Méditation : une promesse pour l'éternité

« Regardant la promesse de Dieu et laissant de côté toute vue humaine, sachant que Dieu est capable d’œuvres dépassant la nature, Abraham a fait confiance aux paroles qui lui avaient été adressées, n'a laissé aucun doute en son esprit et n'a pas hésité sur le sens à donner aux paroles de Dieu. Car c'est le propre de la foi de faire confiance à la puissance de celui qui nous a fait une promesse... Dieu avait promis à Abraham qu'une postérité innombrable naîtrait de lui. Cette promesse dépassait les possibilités de la nature et les vues purement humaines ; c'est pour cela que la foi qu'il avait envers Dieu « lui a été comptée comme justice » (Gn 15,6 ; Ga 3,6).
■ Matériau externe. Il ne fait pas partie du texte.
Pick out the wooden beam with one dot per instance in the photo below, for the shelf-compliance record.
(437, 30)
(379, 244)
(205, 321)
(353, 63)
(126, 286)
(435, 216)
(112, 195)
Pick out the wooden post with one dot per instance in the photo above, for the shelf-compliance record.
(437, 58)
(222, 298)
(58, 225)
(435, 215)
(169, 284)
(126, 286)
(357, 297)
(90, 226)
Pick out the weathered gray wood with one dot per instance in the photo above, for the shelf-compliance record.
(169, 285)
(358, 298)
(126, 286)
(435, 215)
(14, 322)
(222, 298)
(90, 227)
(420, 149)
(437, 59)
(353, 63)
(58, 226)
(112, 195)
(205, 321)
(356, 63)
Eh bien, si nous sommes vigilants, des promesses encore plus merveilleuses nous ont été faites et nous serons comblés beaucoup plus que ne le peut rêver une pensée humaine. Et pour cela, nous avons uniquement à faire confiance à la puissance de celui qui nous a fait ces promesses, afin de mériter la justification qui vient de la foi et d'obtenir les biens promis. Car tous ces biens que nous espérons dépassent toute conception humaine et toute pensée, tant est magnifique ce qui nous a été promis !

En effet, ces promesses ne concernent pas seulement le présent, l'épanouissement de notre vie et la jouissance des biens visibles, mais elles concernent encore le temps où nous aurons quitté cette terre, lorsque nos corps auront été sujets à la corruption, quand nos restes auront été réduits en poussière. Alors Dieu nous promet qu'il les ressuscitera et les établira dans une gloire magnifique ; « car il faut, nous assure le bienheureux Paul, que notre être corruptible revête l'incorruptibilité, que notre être mortel revête l'immortalité » (1Co 15,53). De plus, après la résurrection de nos corps, nous avons reçu la promesse de jouir du Royaume et de bénéficier durant des siècles sans fin, en compagnie des saints, de ces biens ineffables que « l’œil de l'homme n'a pas vu, que son oreille n'a pas entendu et que son cœur est incapable de sonder » (1Co 2,9). Vois-tu la surabondance des promesses ? Vois-tu la grandeur de ces dons ? »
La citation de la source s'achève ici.